California to vote on broad-impact ballot initiatives

Bilingual teaching, union dues on list

SACRAMENTO – California voters are about to strike again.

 

Having ignited national debates over the past 20 years over issues ranging from tax cuts to school vouchers to affirmative action, Golden State voters this year will go to the polls to decide on ballot questions that could reverberate far beyond the state’s borders.

 

The most-watched initiative slated for the June primary is Proposition 227, also known as English Language in Public Schools, sponsored by software entrepreneur Ron Unz, a measure that would roll back the state’s extensive bilingual education programs.

 

A second measure could sharply curtail the use by unions of members’ dues for political lobbying, a campaign being waged in other state capitals and on Capitol Hill.

 

While Democratic gubernatorial hopeful Al Cecchi has denounced the initiative process as “legislative vigilantism,” Mr.
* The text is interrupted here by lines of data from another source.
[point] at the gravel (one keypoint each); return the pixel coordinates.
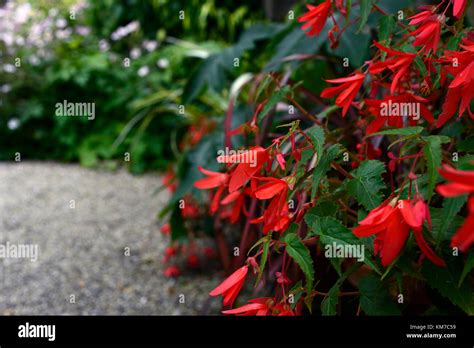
(82, 266)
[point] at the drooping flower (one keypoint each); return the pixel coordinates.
(346, 91)
(427, 35)
(258, 306)
(391, 223)
(316, 17)
(458, 7)
(461, 90)
(276, 216)
(398, 62)
(420, 17)
(231, 286)
(213, 179)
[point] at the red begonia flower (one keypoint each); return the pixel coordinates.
(346, 92)
(231, 286)
(316, 17)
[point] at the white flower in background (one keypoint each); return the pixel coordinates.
(22, 13)
(61, 22)
(135, 53)
(9, 68)
(6, 88)
(150, 45)
(143, 71)
(13, 123)
(83, 30)
(163, 63)
(104, 45)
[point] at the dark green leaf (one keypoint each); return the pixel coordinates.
(375, 299)
(367, 183)
(300, 253)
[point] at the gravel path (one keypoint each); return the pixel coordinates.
(81, 249)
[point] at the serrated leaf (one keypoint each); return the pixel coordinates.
(300, 254)
(331, 231)
(445, 280)
(273, 101)
(399, 131)
(367, 183)
(432, 151)
(375, 299)
(323, 166)
(263, 258)
(316, 134)
(329, 303)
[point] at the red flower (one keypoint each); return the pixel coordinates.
(461, 89)
(315, 17)
(166, 229)
(347, 90)
(214, 179)
(276, 216)
(230, 287)
(463, 182)
(464, 237)
(427, 35)
(172, 271)
(458, 7)
(423, 15)
(258, 306)
(391, 223)
(397, 61)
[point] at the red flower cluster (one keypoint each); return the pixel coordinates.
(462, 183)
(391, 223)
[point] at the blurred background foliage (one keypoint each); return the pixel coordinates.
(138, 61)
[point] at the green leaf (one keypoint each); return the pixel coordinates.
(451, 207)
(300, 253)
(446, 280)
(375, 299)
(432, 151)
(365, 9)
(331, 231)
(399, 131)
(467, 268)
(273, 101)
(316, 134)
(328, 305)
(323, 166)
(367, 183)
(178, 231)
(263, 258)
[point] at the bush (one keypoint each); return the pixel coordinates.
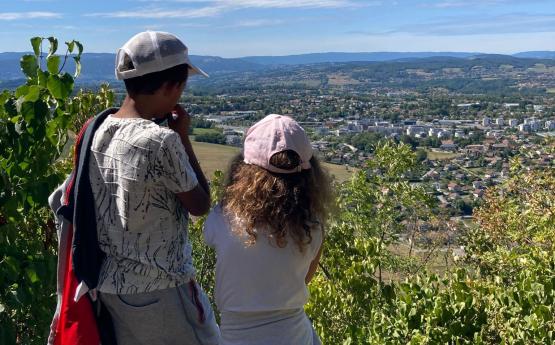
(35, 120)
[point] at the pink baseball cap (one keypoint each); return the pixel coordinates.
(276, 133)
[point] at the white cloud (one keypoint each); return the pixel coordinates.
(28, 15)
(162, 13)
(255, 23)
(217, 7)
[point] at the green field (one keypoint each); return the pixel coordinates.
(214, 157)
(197, 131)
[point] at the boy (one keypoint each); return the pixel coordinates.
(144, 179)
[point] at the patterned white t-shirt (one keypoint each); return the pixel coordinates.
(136, 168)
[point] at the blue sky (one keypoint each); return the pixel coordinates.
(234, 28)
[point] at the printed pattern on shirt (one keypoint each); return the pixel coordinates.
(136, 168)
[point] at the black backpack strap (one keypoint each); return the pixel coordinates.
(86, 254)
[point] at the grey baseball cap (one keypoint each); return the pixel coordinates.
(152, 51)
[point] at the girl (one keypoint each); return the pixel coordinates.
(268, 233)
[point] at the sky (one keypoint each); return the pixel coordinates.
(235, 28)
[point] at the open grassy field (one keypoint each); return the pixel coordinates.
(197, 131)
(214, 157)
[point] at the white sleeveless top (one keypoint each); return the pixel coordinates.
(259, 276)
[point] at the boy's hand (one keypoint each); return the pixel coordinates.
(181, 122)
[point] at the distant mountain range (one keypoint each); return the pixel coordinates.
(100, 66)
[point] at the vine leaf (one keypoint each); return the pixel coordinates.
(29, 65)
(53, 46)
(36, 42)
(53, 64)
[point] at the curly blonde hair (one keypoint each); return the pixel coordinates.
(286, 203)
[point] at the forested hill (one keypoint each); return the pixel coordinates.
(99, 66)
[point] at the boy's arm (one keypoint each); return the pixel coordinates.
(196, 201)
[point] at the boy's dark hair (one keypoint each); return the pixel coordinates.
(149, 83)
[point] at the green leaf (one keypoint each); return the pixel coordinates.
(29, 65)
(80, 48)
(52, 131)
(70, 46)
(53, 64)
(36, 42)
(53, 46)
(60, 87)
(33, 94)
(21, 91)
(77, 66)
(42, 77)
(28, 111)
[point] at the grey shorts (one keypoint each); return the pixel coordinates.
(181, 315)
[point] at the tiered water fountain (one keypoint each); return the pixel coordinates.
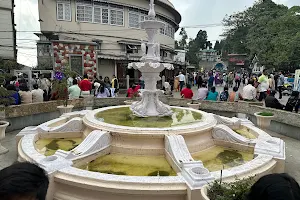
(147, 150)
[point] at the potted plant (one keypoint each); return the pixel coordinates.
(132, 99)
(194, 104)
(227, 191)
(5, 100)
(60, 91)
(264, 119)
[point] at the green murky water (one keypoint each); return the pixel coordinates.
(246, 133)
(120, 164)
(124, 117)
(217, 157)
(48, 147)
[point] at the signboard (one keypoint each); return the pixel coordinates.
(297, 80)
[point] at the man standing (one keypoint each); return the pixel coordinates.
(272, 102)
(44, 84)
(114, 86)
(74, 90)
(280, 84)
(85, 86)
(263, 85)
(181, 80)
(249, 91)
(37, 94)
Unz, a former GOP candidate for governor, defends the system.

 

“It was put in place because of the difficulty of ordinary people getting things done through the legislature,” he said. “Most years, the legislature can’t even pass a budget.”

 

According to Field poll last month, 66 percent of voters favor the anti- bilingual-education measure, including 60 percent of Democrats and 63 percent of blacks. Even among the state’s Hispanic voters, 46 percent said they favor the measure, compared with 45 percent opposed. State Attorney General Dan Lungren, Republican candidate for governor, has yet to take a position on the measure.

 

The measure would mandate the use of English in the state’s public school classrooms while providing for a one-year program of “sheltered immersion” for children not fluent in English. The proposition requires spending $50 million per year for 10 years for “limited English proficiency” instruction, a measure that has drawn fire from some conservatives opposed to bilingual education.

 

The California Association of Bilingual Educators and state teachers unions oppose the measure, also attacked by the Mexican American Legal Defense and Education Fund as anti-Hispanic.

 

Prop 226 would require unions to obtain the permission of members before using union dues or fees for political contributions. The measure requires unions to keep records of how contributions are spent and also prohibits foreign residents and governments from making political contributions to state candidates. In the Field poll, 71 percent of voters favored the measure.

 

Also submitted for voters’ consideration this year:

 

* Proposition 223 would prohibit state school districts from spending more than a nickel of every budget dollar on administration. The initiative is backed both by the state’s teachers unions and by Republican Darrell Issa, the San Diego businessman running for Democrat Barbara Boxer’s Senate seat.

 

* While term limits for state officials are already in effect, Proposition 225 would put the state on record in support of a constitutional amendment limiting senators to two terms and representatives to three.

 

The initiative system has proved to be a two-edged sword. A 1994 proposition to permit school vouchers failed, and Proposition 187, eliminating public services for illegal immigrants, has been tied up in the courts since its 1994 passage. Proposition 209 in 1996, banning state race and gender preferences, also faced stiff legal challenges but eventually became law.

 

Even Proposition 13, the famous 1978 initiative that inspired a national tax revolt, continues to take its lumps.

 

The measure capped property tax rates at 1 percent and required a two-thirds vote of the legislature to raise state taxes. Despite opposition by then-Gov. Jerry Brown, 65 percent of state voters approved the measure, since blamed for what some liberals call the “Mississippification” of California.

 

“That’s wrong,” said Larry McCarthy, president of the California Taxpayers Association, which initially opposed the measure but has come to support it.

 

“There was no precipitous drop in revenue, and this discredits the concept that we are doing huge damage to public services,” he said.

 

Despite the criticism of the process, Mr. McCarthy said there was little chance voters would agree to change it. “It’s their way of protecting their interests,” he said. “The public has been remarkably focused. We have a more enlightened electorate.”

 

Some 50 other initiatives are now attempting to qualify for the November ballot. They include one backed by Rob Reiner, formerly a star on television’s “All in the Family” and director of “When Harry Met Sally . . .” and other films.

 

Now chairman of California Children and Families First, Mr. Reiner seeks to increase the tax on cigarettes by 50 cents a pack and spend the revenues on programs for children.